А теперь войдем в зал. Оно конечно, сказано пышно, да так уж принято было в нашем быту. Зал-гостиная в два окна, занавешенных тюлем и какими-то непритязательными шторками. У окон стол полированный, и местами столешница имеет повреждения. Это папаня патроны по осени делал, и когда пыжи вырезал, перестарался: на коричневой политуре вмятины. Стол этот, за которым сделано столько уроков, съедено столько новогодних яств, написано столько всяких корреспонденций в районную газетку, теперь переехал в Красноярск – за мной – и несет службу на кухне.

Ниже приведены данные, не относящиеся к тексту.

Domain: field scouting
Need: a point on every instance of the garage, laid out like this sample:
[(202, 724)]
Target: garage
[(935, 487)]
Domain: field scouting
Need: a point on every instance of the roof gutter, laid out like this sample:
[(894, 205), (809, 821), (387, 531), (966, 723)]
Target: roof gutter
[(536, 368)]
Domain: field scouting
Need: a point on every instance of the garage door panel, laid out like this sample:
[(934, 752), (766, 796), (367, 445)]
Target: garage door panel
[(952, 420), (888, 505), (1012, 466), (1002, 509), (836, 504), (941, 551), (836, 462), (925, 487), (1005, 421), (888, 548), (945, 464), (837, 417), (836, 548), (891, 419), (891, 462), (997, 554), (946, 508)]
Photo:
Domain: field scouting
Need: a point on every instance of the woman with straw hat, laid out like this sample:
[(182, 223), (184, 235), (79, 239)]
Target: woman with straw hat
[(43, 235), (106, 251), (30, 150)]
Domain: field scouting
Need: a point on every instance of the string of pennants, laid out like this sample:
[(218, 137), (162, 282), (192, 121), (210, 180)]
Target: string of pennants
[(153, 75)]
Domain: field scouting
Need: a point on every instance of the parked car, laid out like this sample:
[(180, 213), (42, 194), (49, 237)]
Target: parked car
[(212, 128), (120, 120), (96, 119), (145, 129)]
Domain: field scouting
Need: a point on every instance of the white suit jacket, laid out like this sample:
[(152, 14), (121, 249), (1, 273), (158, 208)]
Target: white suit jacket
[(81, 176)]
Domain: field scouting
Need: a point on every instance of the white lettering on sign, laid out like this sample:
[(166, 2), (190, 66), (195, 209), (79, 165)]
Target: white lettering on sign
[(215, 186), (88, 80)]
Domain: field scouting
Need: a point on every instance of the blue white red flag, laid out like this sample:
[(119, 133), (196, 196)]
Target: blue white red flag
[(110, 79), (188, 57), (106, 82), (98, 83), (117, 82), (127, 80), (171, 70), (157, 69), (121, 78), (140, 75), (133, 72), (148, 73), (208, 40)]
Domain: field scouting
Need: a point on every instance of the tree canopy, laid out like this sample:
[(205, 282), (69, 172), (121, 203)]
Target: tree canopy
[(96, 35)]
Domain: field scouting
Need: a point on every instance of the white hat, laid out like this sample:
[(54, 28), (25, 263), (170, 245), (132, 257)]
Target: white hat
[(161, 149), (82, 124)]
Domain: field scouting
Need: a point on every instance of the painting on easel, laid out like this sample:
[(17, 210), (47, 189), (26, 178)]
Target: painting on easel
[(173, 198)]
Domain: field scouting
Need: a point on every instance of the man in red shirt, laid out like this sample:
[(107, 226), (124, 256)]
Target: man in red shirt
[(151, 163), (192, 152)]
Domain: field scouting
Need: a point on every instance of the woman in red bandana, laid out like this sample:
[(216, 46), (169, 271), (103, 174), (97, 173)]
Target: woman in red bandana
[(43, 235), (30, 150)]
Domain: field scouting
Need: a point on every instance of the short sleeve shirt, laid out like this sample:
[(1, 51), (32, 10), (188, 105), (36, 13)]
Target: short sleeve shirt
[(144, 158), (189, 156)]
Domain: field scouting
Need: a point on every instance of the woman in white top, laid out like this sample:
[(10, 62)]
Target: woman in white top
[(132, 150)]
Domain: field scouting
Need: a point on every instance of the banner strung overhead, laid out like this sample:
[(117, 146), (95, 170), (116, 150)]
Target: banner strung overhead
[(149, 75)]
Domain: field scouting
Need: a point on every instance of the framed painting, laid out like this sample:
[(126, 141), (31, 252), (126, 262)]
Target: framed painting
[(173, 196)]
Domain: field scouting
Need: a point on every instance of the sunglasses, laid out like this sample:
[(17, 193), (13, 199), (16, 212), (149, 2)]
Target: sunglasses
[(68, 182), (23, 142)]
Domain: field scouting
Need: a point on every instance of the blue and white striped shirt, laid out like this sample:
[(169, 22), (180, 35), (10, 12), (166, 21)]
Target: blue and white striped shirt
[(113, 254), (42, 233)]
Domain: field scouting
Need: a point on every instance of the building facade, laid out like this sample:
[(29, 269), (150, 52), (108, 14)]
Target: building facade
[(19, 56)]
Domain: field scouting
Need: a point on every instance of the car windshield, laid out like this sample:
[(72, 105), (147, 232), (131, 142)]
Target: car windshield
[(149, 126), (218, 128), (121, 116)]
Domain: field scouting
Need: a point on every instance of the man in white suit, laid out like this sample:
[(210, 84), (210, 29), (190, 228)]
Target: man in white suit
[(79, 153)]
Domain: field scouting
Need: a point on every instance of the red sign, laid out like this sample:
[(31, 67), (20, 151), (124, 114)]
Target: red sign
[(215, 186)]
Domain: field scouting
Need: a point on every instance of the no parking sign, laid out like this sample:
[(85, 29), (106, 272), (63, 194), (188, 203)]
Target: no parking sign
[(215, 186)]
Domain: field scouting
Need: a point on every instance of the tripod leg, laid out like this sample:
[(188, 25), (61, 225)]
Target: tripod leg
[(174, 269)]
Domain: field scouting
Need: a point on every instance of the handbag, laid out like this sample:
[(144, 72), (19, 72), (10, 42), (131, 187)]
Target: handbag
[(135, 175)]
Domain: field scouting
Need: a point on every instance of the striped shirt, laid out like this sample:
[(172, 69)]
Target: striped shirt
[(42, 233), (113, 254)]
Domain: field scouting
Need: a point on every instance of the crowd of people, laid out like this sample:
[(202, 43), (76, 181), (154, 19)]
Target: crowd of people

А вот старенький диванчик, колченогий, с жесткими подлокотниками, зеленый с коричневыми штрихами, покрытый вечным псевдобархатным покрывалом малинового цвета. Под Новый год, под балет «Лебединое озеро», под непреходящую «Иронию…» происходило особо любимое мною действо: на бархатную гладь дивана вытряхивались все новогодние подарки! Счастливый миг обладания горами разновсяких конфет, мандаринов из неведомого «Марокко», шоколадных батончиков и медалек! Медальки-то помните в золотинках? Ирис «Кис-Кис»? Шоколадки крохотные «Сказки Пушкина»? Батончики «Спортивные»? Все эти прелести потом висели на колючей, пахнущей лесной тишиной елке, и втихушку съедались вечерком, так что когда елку раздевали, на ней оставались одни несъедобные стекляшки-блестяшки. Ну и ладно, до другого праздника! Что касается сладостей, то в будни мы грызли «Дунькину радость» или покупали кулечек ирисок «Золотой ключик», а больше ни на что рассчитывать не приходилось. Какими заморскими дивностями мне казались присланные соседке из Прибалтики конфеты! А ладно! Зато пироги со щавелем были слаще всяких там жвачек. Щавель рос в тени огородной под полуупавшим заборчиком, вылезал едва ли не первым, топорщился пупырчатыми зелеными ладошками, радовал кислятинкой. Соберешь охапочку и идешь себе в лес. Нет, мы не говорили «в лес», просто «на гору», как, например, «в огород». Дом, огород, гора – всего-то три объекта, из них первые два – крепость, где чувствуешь себя вполне защищенным. Мир мой детский оказался географически ограниченным. Очерченным полукружьем невысоких гор. Для любителей точных географических названий скажу: это отроги Кузнецкого Алатау.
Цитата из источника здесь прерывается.